The bicycles were photographed at the supply yard of the U.S. Park Service ranger station in Arizona’s Organ Pipe Cactus National Monument, a desert park that borders Mexico. The rangers collected the bicycles on trails frequently used by people crossing into the U.S. and said the bicycles had been ridden across the border and abandoned in the desert.

The project highlights part of the material experience of crossing into the U.S. and reveals the extended border area as one that is both transitional and transnational. It also focuses inquiry into landscapes as discursive, historical and geographic spaces, while questioning political and cultural notions of borders and border crossings.
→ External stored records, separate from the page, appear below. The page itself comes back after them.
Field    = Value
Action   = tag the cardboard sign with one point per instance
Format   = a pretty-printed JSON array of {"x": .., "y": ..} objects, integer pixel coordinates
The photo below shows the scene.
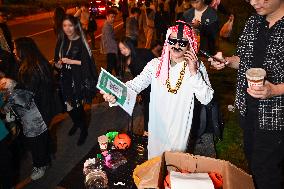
[{"x": 125, "y": 97}]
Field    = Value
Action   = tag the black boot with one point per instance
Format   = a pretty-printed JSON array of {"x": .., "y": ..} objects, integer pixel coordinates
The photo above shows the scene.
[
  {"x": 83, "y": 137},
  {"x": 74, "y": 116},
  {"x": 82, "y": 125}
]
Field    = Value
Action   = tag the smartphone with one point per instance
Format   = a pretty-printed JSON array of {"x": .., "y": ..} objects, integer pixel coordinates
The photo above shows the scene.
[{"x": 214, "y": 58}]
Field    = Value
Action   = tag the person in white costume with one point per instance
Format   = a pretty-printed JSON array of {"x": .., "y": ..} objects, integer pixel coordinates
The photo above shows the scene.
[{"x": 175, "y": 78}]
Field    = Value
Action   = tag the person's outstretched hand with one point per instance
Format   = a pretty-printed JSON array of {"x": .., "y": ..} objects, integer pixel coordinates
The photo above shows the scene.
[
  {"x": 108, "y": 97},
  {"x": 218, "y": 65}
]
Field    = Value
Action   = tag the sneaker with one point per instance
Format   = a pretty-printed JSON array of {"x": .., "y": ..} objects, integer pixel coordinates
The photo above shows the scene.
[
  {"x": 82, "y": 138},
  {"x": 37, "y": 173},
  {"x": 73, "y": 130}
]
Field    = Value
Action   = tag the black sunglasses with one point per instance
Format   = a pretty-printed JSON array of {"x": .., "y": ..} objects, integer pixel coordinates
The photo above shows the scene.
[{"x": 181, "y": 42}]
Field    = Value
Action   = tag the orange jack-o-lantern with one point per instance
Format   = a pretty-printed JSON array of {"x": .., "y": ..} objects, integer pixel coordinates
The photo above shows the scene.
[
  {"x": 122, "y": 141},
  {"x": 217, "y": 179}
]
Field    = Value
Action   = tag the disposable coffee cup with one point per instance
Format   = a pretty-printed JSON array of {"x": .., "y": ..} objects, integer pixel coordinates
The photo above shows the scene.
[{"x": 255, "y": 77}]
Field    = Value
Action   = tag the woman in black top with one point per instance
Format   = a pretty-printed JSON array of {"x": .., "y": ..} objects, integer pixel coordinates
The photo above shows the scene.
[
  {"x": 78, "y": 75},
  {"x": 136, "y": 59},
  {"x": 207, "y": 25},
  {"x": 35, "y": 75}
]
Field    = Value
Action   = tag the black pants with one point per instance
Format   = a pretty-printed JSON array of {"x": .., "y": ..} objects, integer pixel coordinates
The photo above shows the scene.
[
  {"x": 112, "y": 63},
  {"x": 264, "y": 151},
  {"x": 133, "y": 41},
  {"x": 146, "y": 100},
  {"x": 77, "y": 115},
  {"x": 6, "y": 166},
  {"x": 40, "y": 149}
]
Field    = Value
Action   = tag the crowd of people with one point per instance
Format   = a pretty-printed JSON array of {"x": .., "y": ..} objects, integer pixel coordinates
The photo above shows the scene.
[{"x": 167, "y": 72}]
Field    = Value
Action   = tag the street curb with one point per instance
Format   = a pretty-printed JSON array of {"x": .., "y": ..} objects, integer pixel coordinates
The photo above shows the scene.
[{"x": 34, "y": 17}]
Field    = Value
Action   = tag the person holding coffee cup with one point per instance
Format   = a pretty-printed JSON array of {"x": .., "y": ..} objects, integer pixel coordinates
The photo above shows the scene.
[{"x": 260, "y": 91}]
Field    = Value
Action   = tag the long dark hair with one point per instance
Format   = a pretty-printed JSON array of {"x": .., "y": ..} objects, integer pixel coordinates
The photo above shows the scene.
[
  {"x": 78, "y": 30},
  {"x": 32, "y": 60},
  {"x": 59, "y": 14},
  {"x": 128, "y": 44},
  {"x": 75, "y": 22}
]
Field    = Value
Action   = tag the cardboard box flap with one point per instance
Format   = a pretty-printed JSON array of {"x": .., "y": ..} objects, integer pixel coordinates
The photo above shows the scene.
[
  {"x": 151, "y": 173},
  {"x": 147, "y": 174},
  {"x": 236, "y": 178}
]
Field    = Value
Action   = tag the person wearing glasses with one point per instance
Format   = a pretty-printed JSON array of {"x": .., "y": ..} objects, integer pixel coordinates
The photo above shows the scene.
[
  {"x": 175, "y": 78},
  {"x": 204, "y": 20},
  {"x": 261, "y": 45}
]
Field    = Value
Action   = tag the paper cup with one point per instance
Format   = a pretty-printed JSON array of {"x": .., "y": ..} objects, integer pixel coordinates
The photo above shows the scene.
[{"x": 255, "y": 76}]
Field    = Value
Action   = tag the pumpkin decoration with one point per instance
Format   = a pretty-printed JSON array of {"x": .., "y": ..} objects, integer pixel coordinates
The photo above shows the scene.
[
  {"x": 122, "y": 141},
  {"x": 217, "y": 180}
]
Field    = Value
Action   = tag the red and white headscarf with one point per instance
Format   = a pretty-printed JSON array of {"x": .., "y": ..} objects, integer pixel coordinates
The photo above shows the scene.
[{"x": 163, "y": 67}]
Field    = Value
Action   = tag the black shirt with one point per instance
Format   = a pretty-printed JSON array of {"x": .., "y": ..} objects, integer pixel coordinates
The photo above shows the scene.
[{"x": 259, "y": 53}]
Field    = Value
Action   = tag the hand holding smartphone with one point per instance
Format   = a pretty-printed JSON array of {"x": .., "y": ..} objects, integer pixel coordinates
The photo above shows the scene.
[{"x": 213, "y": 57}]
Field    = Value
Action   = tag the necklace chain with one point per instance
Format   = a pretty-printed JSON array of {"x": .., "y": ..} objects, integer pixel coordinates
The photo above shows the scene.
[{"x": 179, "y": 82}]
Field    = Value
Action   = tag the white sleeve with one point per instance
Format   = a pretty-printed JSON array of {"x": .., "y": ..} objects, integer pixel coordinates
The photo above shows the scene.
[
  {"x": 144, "y": 79},
  {"x": 201, "y": 85}
]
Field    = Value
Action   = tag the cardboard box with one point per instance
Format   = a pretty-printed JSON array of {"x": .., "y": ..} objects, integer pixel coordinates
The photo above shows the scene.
[{"x": 150, "y": 174}]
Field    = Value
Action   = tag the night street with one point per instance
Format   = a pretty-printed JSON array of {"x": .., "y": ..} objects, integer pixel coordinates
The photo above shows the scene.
[{"x": 42, "y": 32}]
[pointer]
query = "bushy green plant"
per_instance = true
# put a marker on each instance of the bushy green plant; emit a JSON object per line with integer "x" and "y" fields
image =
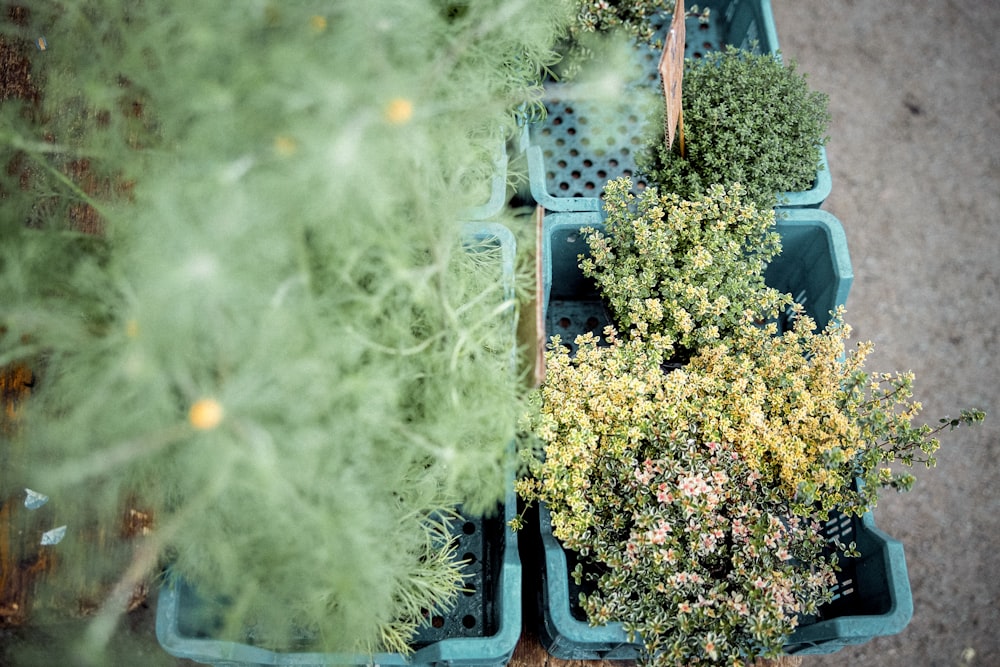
{"x": 633, "y": 18}
{"x": 684, "y": 273}
{"x": 695, "y": 497}
{"x": 689, "y": 547}
{"x": 748, "y": 118}
{"x": 282, "y": 347}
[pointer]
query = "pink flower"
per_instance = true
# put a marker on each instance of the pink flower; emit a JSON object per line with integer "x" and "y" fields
{"x": 663, "y": 495}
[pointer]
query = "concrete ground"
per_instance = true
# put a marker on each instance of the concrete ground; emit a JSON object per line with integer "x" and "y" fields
{"x": 914, "y": 153}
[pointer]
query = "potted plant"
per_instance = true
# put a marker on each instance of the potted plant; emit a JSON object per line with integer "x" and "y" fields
{"x": 601, "y": 126}
{"x": 750, "y": 119}
{"x": 708, "y": 513}
{"x": 284, "y": 348}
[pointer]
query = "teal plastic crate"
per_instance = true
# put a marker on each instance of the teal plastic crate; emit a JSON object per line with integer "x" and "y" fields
{"x": 872, "y": 597}
{"x": 481, "y": 631}
{"x": 582, "y": 143}
{"x": 814, "y": 267}
{"x": 498, "y": 188}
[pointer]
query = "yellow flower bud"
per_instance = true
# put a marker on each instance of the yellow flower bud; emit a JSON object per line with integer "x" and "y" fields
{"x": 399, "y": 111}
{"x": 205, "y": 414}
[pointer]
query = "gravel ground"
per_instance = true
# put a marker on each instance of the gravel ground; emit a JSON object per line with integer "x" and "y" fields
{"x": 914, "y": 157}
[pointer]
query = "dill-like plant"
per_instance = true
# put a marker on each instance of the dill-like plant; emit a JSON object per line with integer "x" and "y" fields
{"x": 281, "y": 345}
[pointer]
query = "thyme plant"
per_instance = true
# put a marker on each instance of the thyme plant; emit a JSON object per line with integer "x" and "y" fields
{"x": 695, "y": 497}
{"x": 282, "y": 345}
{"x": 748, "y": 118}
{"x": 684, "y": 273}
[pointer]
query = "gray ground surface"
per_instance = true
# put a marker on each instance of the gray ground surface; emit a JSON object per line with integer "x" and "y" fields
{"x": 914, "y": 152}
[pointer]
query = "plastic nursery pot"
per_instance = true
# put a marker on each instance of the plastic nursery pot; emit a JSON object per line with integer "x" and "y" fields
{"x": 582, "y": 143}
{"x": 481, "y": 631}
{"x": 872, "y": 597}
{"x": 814, "y": 267}
{"x": 491, "y": 207}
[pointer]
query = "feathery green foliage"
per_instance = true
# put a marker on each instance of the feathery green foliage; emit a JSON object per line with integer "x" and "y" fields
{"x": 282, "y": 247}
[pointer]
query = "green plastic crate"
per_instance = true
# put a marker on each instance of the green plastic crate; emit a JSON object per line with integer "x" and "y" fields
{"x": 481, "y": 631}
{"x": 814, "y": 267}
{"x": 498, "y": 188}
{"x": 582, "y": 143}
{"x": 872, "y": 597}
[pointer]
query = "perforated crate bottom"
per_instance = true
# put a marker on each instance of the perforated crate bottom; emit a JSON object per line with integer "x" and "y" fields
{"x": 586, "y": 143}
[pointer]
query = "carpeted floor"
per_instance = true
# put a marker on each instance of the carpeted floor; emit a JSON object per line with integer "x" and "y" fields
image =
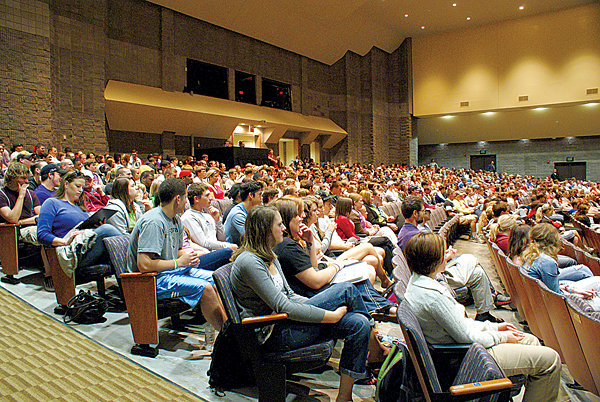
{"x": 41, "y": 360}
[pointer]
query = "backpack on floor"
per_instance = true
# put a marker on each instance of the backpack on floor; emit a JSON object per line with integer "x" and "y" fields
{"x": 228, "y": 369}
{"x": 397, "y": 379}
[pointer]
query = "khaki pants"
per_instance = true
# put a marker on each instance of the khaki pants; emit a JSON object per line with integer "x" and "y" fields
{"x": 539, "y": 364}
{"x": 465, "y": 270}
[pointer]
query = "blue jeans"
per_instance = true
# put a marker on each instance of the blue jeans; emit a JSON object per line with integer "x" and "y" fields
{"x": 565, "y": 261}
{"x": 98, "y": 254}
{"x": 371, "y": 297}
{"x": 574, "y": 273}
{"x": 354, "y": 328}
{"x": 184, "y": 283}
{"x": 215, "y": 259}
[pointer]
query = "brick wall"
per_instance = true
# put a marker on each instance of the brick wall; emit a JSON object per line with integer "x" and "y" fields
{"x": 520, "y": 157}
{"x": 25, "y": 90}
{"x": 57, "y": 55}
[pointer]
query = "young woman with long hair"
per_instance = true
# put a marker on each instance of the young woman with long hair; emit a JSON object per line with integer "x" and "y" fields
{"x": 260, "y": 287}
{"x": 300, "y": 257}
{"x": 443, "y": 320}
{"x": 124, "y": 193}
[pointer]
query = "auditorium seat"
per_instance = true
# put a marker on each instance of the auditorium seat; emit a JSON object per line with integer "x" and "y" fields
{"x": 64, "y": 285}
{"x": 568, "y": 340}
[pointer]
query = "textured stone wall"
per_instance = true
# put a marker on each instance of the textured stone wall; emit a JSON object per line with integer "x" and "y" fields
{"x": 529, "y": 157}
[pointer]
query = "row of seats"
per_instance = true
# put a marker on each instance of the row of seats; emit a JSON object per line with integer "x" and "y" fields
{"x": 564, "y": 323}
{"x": 590, "y": 237}
{"x": 401, "y": 273}
{"x": 394, "y": 209}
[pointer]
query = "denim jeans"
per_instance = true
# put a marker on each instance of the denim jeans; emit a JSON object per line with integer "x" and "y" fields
{"x": 371, "y": 297}
{"x": 574, "y": 273}
{"x": 215, "y": 259}
{"x": 98, "y": 254}
{"x": 354, "y": 328}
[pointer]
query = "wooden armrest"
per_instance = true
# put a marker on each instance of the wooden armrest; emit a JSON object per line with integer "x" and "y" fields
{"x": 264, "y": 318}
{"x": 133, "y": 275}
{"x": 484, "y": 386}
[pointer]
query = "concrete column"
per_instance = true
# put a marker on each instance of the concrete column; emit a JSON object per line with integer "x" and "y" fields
{"x": 258, "y": 90}
{"x": 167, "y": 143}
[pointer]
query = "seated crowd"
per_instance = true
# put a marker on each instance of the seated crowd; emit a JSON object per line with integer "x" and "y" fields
{"x": 291, "y": 230}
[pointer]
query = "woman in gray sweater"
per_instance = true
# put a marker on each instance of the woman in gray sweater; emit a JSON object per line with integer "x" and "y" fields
{"x": 339, "y": 313}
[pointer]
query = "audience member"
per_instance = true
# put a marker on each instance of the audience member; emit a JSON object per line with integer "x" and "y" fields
{"x": 156, "y": 246}
{"x": 250, "y": 196}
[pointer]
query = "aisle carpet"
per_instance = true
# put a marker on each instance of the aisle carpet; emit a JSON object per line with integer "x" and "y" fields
{"x": 40, "y": 360}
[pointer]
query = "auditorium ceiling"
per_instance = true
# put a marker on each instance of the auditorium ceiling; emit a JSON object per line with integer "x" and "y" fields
{"x": 325, "y": 30}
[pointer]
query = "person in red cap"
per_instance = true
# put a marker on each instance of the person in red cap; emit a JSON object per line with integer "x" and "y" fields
{"x": 186, "y": 175}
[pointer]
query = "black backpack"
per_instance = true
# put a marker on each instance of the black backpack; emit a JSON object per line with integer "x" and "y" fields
{"x": 397, "y": 380}
{"x": 85, "y": 308}
{"x": 228, "y": 368}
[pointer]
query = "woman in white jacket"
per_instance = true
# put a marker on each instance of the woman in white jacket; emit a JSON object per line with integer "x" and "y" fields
{"x": 124, "y": 193}
{"x": 443, "y": 320}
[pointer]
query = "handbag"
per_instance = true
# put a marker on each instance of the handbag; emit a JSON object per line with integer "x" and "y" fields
{"x": 85, "y": 308}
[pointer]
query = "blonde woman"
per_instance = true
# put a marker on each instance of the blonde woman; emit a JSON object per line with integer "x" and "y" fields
{"x": 500, "y": 232}
{"x": 540, "y": 261}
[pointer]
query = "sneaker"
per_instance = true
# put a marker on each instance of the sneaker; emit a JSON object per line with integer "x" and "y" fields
{"x": 48, "y": 284}
{"x": 488, "y": 317}
{"x": 501, "y": 300}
Pursuing these issues seems critical now, with talk of homeland security, border patrol and the registration and surveillance of “foreigners” so much in the foreground.

There are a few additional key concepts at work for me in making this project. First is the idea of how existing maps elide much of the social and cultural history of a place since they legitimize only certain kinds of sights or paths of travel. Mapping these objects becomes, then, a way to reveal that part of the meaning of this area lies in its being marked by human migration and is constructed through use, which is an ongoing, fluid notion of place identity. I think we are more accustomed to viewing urban locations this way, but not these kinds of wilderness areas. Second, the objects mark this area, extending miles beyond the political border, as one that has multiple claims made on it—i.e., that although the area is part of the U.S., it is also a kind of transitional (and transnational), distopic space. Lastly, I am conscious of wanting to document these objects as means of valuing them, not as ritualized or fetish objects, but as some testament to the life-threatening trip so many people make.